Pengalamanku ini sekaligus mengonfirmasi komentar di salah satu artikelku sebelumnya. Bahwa jika aku tidak puasa, lalu bertamu ke rumah orang yang berpuasa, masa si tuan rumah harus menyuguhkan minuman/ kudapan bagiku? Di luar kondisi bahwa aku di rumah Pakde, si tuan rumah menjamuku juga. Pas juga waktu menjelang berbuka.
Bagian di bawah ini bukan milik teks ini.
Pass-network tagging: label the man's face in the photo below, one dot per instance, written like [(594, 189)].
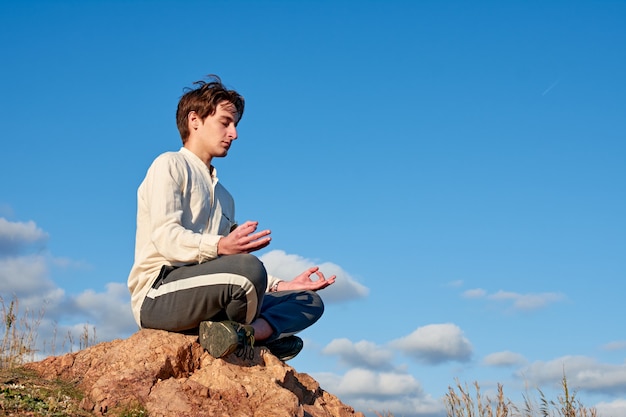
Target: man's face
[(218, 131)]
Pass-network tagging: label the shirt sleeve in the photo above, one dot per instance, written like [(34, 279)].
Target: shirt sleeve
[(165, 196)]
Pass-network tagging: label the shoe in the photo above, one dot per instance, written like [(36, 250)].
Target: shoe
[(221, 338), (286, 348)]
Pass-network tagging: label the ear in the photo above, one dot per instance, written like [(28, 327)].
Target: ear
[(193, 120)]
Padahal jika mau, Pakde dan keluarganya punya cukup alasan untuk tidak menyuguhkan hidangan dan mempersilahkan kami duduk. Mereka harus mandi, beberes, segera berbuka dan sholat. Tapi, toleransinya terjadi di sisi sebaliknya. Mereka yang berpuasa, tapi mereka yang memaklumi kami yang tidak berpuasa.
Timbul pertanyaan, jika aku tidak mengajak si bayi, akankah Pakde dan keluarganya menyuguhkan kami kolak? Hampir pasti tidak. Kenapa? Begini, aku bisa saja pergi sendiri, istri tetap di rumah menjaga si bayi.
Aku bisa menyelesaikan urusanku dengan cepat, sehingga tidak mepet ke jam buka. Jadi Pakde tidak perlu mempersilahkan aku masuk. Aku bisa pulang sesegera setelah selesai. Jadi si bayi adalah faktor penentunya? Silahkan direnungkan pribadi.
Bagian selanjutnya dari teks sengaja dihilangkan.